It’s impossible to visit the Tomb without being almost awestruck by the guards of the Tomb. The guards conduct a highly regimented ritual. The Tomb Guard marches 21 steps and waits 21 seconds before each turn. This symbolizes the highest military honor that can be bestowed — the 21-gun salute. The Tomb Guards conduct this ritual twenty-four hours a day, seven days a week, 365 days a year. And they have since 1937. Always.
The Tomb and its guards are an awesome reminder of what Memorial Day actually commemorates. The Tomb, of course, represents the ultimate sacrifice that soldiers have made for us throughout American history. And the Tomb Guards represent the commitment of our armed forces to be there to protect those ideals — 24 hours a day, 7 days a week, 365 days a year. Always.
Soldiers who fought and died for American ideals, and for me, are, for the most part, “unknown” to me. I have known only a few soldiers. My dad and his twin brother both served in the Air Force. A good friend was a fighter pilot.

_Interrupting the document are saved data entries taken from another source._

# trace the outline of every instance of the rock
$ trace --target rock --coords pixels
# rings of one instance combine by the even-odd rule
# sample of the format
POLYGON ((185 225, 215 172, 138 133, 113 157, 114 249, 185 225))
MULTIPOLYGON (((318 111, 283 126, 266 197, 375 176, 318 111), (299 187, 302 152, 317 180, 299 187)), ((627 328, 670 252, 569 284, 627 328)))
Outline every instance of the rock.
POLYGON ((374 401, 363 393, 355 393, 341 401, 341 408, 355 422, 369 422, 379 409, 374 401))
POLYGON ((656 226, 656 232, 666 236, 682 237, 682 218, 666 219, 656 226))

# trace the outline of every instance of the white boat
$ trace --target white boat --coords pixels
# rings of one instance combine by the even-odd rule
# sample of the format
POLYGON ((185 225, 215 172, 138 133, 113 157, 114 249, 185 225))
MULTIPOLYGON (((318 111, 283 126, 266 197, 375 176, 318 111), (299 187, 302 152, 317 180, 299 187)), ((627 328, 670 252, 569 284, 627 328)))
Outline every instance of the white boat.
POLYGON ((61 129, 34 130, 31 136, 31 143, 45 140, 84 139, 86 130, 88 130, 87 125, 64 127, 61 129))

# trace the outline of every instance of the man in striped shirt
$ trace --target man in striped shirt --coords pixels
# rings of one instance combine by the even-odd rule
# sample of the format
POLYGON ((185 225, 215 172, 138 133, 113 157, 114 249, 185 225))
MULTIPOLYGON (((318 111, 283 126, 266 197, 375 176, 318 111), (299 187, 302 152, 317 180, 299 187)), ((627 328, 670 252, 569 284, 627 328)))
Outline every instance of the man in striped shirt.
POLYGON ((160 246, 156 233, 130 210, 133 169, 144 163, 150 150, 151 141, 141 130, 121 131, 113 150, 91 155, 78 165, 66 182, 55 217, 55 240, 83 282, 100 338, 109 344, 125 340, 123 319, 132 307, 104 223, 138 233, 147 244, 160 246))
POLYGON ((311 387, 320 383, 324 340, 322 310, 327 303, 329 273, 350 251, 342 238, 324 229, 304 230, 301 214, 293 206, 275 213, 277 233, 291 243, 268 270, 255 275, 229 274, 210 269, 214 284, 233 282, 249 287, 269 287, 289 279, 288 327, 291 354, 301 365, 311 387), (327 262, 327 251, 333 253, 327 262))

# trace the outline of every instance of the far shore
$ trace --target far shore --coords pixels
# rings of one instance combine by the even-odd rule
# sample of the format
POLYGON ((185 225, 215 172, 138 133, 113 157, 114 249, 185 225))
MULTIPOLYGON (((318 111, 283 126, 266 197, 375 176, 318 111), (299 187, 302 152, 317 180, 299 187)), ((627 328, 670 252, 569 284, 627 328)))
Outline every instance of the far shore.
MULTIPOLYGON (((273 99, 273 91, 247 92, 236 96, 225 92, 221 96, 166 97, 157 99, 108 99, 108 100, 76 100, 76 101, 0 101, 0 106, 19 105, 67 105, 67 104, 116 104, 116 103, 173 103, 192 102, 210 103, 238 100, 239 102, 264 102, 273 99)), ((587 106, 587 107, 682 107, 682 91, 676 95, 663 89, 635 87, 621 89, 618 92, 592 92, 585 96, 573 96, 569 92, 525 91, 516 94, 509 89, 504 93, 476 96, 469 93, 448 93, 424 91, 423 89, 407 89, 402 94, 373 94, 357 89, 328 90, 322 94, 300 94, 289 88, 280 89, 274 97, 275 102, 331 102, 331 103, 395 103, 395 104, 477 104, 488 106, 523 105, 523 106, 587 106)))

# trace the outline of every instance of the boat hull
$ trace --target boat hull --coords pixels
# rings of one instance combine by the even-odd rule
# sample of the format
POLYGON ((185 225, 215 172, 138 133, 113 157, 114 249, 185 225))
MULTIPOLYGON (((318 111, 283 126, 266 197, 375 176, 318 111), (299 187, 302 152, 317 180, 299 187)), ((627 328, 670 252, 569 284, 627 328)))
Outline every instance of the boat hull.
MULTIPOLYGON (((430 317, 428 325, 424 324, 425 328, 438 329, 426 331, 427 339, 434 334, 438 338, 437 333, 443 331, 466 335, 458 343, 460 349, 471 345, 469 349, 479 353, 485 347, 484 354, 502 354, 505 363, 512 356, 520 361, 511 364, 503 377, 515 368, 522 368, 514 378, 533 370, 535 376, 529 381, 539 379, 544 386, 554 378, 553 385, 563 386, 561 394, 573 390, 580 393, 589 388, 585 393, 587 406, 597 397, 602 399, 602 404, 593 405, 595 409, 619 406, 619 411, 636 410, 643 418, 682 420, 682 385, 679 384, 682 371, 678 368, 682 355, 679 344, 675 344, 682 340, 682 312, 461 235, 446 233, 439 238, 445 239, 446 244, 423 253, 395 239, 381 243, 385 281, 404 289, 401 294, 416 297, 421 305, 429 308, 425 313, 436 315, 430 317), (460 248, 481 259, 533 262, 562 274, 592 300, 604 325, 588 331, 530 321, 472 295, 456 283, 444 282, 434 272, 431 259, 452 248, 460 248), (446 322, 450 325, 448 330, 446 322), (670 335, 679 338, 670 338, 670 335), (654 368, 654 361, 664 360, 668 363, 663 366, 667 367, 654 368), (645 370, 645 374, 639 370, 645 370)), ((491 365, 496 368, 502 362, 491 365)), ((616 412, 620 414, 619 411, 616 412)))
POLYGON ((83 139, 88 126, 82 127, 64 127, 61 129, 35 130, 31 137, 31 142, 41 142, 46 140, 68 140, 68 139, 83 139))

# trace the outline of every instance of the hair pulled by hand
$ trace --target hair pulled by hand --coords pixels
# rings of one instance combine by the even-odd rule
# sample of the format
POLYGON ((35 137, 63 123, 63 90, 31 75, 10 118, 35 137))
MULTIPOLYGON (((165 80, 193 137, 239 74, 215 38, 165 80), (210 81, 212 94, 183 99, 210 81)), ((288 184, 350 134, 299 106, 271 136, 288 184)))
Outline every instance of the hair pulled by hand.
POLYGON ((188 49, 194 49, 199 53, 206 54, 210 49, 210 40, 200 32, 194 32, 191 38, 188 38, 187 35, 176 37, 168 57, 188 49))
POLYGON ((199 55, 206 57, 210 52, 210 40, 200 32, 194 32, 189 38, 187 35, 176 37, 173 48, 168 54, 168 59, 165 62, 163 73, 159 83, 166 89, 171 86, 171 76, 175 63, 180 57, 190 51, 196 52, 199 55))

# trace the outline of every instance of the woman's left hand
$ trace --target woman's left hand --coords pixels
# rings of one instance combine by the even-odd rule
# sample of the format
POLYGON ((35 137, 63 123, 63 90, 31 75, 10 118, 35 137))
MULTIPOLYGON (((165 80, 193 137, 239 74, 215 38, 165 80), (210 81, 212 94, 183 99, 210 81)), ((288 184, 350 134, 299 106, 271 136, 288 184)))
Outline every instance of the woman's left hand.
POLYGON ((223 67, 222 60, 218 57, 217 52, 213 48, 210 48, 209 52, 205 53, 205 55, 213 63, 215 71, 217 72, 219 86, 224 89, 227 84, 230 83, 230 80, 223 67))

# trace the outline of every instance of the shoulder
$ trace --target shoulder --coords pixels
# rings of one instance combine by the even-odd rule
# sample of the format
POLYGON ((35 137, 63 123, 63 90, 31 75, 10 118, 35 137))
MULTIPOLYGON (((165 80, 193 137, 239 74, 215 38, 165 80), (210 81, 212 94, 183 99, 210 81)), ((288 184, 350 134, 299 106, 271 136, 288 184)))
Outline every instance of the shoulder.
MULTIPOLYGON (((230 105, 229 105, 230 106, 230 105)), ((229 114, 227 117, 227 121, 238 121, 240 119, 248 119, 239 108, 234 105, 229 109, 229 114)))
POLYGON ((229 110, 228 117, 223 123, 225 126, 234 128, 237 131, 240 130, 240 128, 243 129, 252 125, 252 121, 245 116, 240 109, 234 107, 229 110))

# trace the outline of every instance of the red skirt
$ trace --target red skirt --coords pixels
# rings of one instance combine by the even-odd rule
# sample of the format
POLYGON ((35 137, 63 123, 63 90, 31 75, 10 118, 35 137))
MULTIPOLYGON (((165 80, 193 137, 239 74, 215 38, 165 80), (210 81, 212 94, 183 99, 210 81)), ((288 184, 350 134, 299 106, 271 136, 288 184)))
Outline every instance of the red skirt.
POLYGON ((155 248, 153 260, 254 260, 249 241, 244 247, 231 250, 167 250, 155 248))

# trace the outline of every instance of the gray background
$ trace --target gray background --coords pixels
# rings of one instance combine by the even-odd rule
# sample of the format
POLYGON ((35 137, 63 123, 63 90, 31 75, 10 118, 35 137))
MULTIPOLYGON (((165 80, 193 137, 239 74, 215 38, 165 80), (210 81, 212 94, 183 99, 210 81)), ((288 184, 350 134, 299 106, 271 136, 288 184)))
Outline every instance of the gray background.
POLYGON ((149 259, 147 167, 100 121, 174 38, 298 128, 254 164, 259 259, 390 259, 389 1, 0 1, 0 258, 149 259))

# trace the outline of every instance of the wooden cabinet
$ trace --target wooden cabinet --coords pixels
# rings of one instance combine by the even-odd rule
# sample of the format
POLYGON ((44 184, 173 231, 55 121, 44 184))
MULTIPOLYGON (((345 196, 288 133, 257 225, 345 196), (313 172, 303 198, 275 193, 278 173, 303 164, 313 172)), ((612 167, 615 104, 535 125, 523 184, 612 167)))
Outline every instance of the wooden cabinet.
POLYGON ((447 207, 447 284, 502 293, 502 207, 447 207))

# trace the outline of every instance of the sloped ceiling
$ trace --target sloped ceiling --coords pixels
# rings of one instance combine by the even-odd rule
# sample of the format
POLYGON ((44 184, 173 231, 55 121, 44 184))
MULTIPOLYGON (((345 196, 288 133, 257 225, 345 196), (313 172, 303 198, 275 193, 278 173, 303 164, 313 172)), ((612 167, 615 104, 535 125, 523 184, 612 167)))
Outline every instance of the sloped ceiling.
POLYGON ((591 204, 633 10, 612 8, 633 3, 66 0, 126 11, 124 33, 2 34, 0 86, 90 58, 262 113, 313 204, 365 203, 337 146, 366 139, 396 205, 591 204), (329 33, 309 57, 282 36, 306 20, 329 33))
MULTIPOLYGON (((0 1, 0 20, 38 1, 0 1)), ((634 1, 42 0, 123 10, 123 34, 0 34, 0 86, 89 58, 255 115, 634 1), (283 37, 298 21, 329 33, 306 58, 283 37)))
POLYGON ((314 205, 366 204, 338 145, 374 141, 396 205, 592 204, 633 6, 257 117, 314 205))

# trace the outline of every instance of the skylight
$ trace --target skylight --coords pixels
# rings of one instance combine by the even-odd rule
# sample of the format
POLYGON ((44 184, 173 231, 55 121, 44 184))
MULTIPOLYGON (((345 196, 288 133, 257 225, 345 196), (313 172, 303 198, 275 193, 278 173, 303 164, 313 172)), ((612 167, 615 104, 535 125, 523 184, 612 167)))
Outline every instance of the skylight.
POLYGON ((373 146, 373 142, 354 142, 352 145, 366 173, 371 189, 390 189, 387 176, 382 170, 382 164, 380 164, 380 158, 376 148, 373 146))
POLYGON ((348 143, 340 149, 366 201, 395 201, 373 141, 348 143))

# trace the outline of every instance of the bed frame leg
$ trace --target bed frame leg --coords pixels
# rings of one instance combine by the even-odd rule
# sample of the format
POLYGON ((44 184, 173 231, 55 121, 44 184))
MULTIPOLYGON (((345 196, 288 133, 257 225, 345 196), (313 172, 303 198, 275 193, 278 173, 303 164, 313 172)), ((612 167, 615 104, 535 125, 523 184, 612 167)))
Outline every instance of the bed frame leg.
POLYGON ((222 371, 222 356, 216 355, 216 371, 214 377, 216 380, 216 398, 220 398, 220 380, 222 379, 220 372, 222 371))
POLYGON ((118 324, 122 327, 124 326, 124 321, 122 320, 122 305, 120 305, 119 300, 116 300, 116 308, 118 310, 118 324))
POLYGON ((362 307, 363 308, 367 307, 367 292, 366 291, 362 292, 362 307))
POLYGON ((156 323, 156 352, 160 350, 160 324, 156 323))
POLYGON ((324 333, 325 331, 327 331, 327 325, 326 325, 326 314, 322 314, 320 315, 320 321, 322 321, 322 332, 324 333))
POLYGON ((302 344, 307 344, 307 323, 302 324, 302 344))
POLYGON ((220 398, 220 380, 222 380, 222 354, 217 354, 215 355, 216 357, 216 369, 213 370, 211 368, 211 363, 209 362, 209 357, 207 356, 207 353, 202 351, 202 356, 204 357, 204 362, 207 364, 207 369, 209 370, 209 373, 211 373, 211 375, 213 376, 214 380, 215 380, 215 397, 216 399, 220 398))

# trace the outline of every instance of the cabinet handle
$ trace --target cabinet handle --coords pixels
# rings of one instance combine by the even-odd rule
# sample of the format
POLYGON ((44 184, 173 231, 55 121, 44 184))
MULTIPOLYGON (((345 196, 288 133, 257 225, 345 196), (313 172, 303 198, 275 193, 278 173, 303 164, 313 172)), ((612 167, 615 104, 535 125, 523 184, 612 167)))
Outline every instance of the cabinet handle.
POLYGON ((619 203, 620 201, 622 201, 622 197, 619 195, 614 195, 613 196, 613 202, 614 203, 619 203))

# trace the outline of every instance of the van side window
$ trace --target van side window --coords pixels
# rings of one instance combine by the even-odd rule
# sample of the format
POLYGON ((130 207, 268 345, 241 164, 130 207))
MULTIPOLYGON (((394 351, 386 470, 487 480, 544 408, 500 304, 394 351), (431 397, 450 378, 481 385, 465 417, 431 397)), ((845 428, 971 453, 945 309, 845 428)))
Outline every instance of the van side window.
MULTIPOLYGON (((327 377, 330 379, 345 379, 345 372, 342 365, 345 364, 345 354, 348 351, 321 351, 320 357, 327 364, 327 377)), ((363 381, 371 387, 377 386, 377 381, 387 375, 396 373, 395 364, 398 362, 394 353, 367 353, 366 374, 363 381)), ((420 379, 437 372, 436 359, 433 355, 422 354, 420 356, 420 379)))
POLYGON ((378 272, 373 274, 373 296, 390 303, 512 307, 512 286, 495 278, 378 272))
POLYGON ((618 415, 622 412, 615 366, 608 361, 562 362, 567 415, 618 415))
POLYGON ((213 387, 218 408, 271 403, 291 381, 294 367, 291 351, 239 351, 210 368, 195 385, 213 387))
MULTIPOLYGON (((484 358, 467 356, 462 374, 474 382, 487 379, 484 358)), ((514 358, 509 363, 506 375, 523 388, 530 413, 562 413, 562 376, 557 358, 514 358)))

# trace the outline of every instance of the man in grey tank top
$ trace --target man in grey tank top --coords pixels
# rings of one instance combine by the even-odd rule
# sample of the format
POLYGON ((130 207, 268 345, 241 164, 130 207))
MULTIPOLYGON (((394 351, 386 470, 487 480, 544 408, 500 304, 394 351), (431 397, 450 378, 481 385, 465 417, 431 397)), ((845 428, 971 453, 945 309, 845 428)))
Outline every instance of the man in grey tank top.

My surrogate grandfather fought in World War I and I remember seeing his helmet and rifle in a closet as a young boy. But that’s pretty much it.
We don’t know the dead soldiers in the Tomb of the Unknown. And few Americans personally know soldiers who have died in combat. But they all knew us. They knew that we were, or more accurately — knew that we were going to be — Americans. And they knew us so well as Americans that that they were willing to pay the ultimate price with their lives so that we can enjoy American freedom and ideals.
I guess them knowing me, even though I didn’t know them, is enough. I guess it’s going to have to be. So today as I enjoy my fireworks and sandwich with pickles, I will remember that someone thought about me, even though they were completely unknown to me. And for that I am thankful.